サププライム問題


事の発端は、アメリカでの低所得者向け住宅ローンだ。


まず、住宅銀行(市中銀行)が低所得者向けに住宅ローンを組んだことからはじまる。
低所得の人にとっては、多少金利が高くても、現金がなくても家が買えるということで、この高金利ローンを組む人が増えていった。


しかし、低所得者に貸し出している銀行側にとっては、ハイリターンではあってもあくまでもハイリスクであることも間違いないので、できるだけこの債権を背負いたくないのである。


【リスクは他に押し付ける=アメリカの金融の傾向】
この傾向を当てはめると、銀行側はこのハイリスクハイリターンの債権を投資銀行(日本でいう証券会社)に売りさばくことによって、負債のリスクを取り払った、安心できるお金に変えることができるわけです。

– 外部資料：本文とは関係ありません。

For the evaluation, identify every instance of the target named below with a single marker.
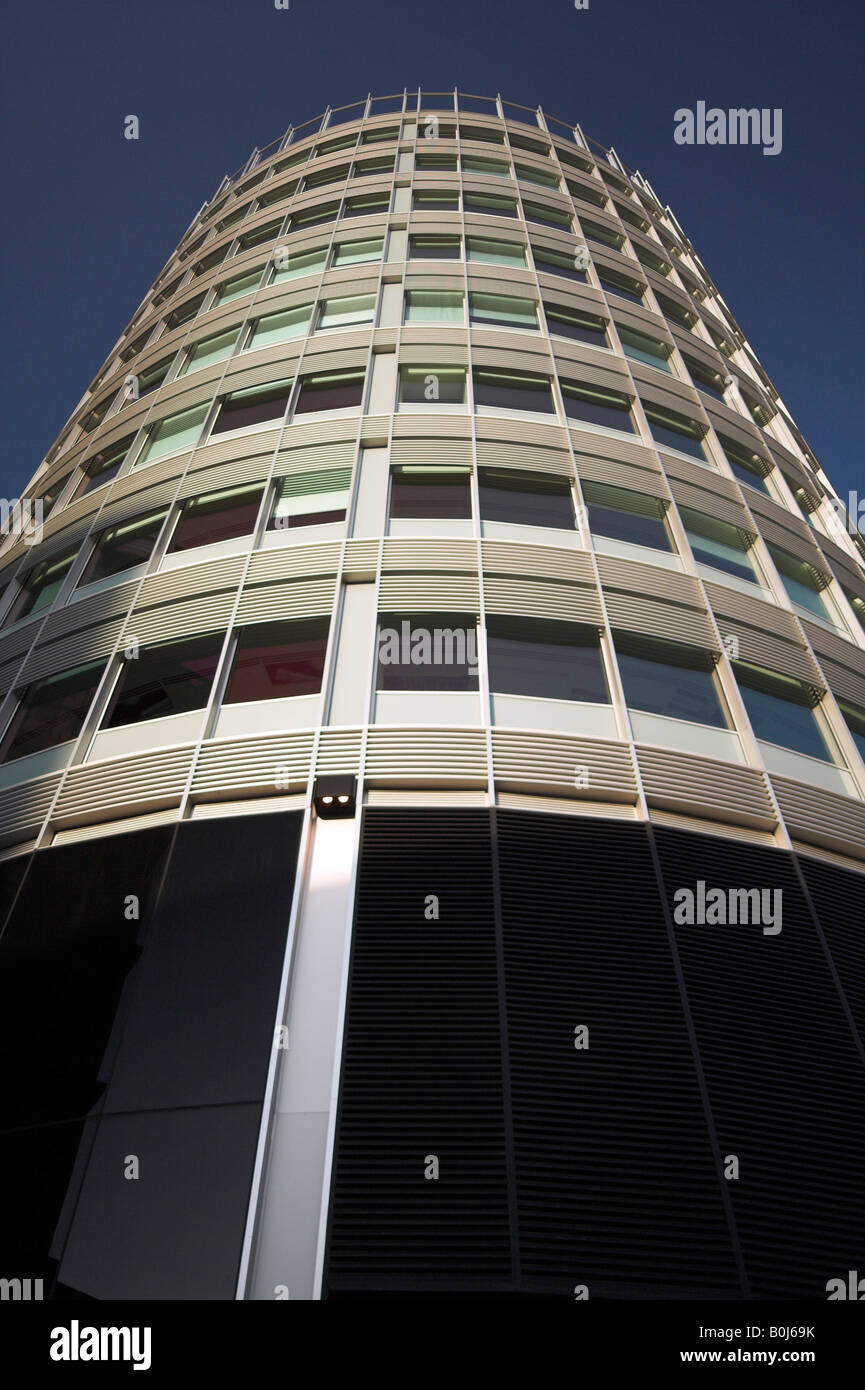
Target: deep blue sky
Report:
(92, 217)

しかし、住宅銀行はまだ儲けたいので、投資銀行に売りさばいて得たお金を更に低所得者に高金利ローンとして貸し出していったのです。
その後は、また同様に投資銀行に売りさばくというループが続きます。


ここで疑問がわきます。
【なぜ、投資銀行はそんな債権(=ここでは低所得者にお金を貸して、そのお金を利子付きで返してもらえる権利)を買い取ってくれるのか?】
ということです。


それは、上記で述べたように、低所得者向け住宅ローンはハイリスクであってもハイリターンでもある。
つまり、損する場合もあるが、かなり儲けることができる場合もあるわけです。


さらにこの債権、【リスクは他に押し付ける=アメリカの金融の傾向】という事から考えると、投資銀行もまたできるだけリスクは抱えたくない所が多いわけです(ハイリターンを見込んで買った訳ではあるが…)。
その債権の行き先は、投資家(ファンドも含む)たちに渡ります。


しかし、投資家たちもこのハイリスクハイリターンを理解しているわけで、不安がないはずがありませんよね。
それに、この債権は投資家たちにとっては大口すぎるので、買い取るのにかなり負担を強いられます。


そこで投資銀行は、これらの債権を小口化し、さらに社債などとまぜてごちゃ混ぜにして商品化してしまったのです。


しかし投資家たちにとってはまだ不安は残ります。
そこで、アメリカ(政府?)がこの債権に保証をつけるということで、AIG(日本でもCMやってました)がこのごちゃ混ぜ債権を保証して、万が一この債権(投資家にとって金融商品)が紙切れ同然となった場合は保証しますよ、ということになったのです。


しばらくして、小さな所では、住宅銀行から融資を受けていた低所得者の人たちがローンを返せなくなるという事態が起こり、そこから機械的に飛び火して、住宅銀行からこの債権を買い取った投資銀行が苦しくなり、さらに投資銀行からごちゃ混ぜ債権を買い取った投資家たちが苦しくなっていったわけです。


もちろんこのごちゃ混ぜ債権を保証していたAIGも最近破綻したことで報道がありましたよね。


この、サププライムローン問題が、現在の世界の金融危機の発端として根底にある原因というわけです。





以上、さっき日テレで、個人的に尊敬している人の1人である、池上彰氏が講義をしていたコーナーを想記しながら復習してみました。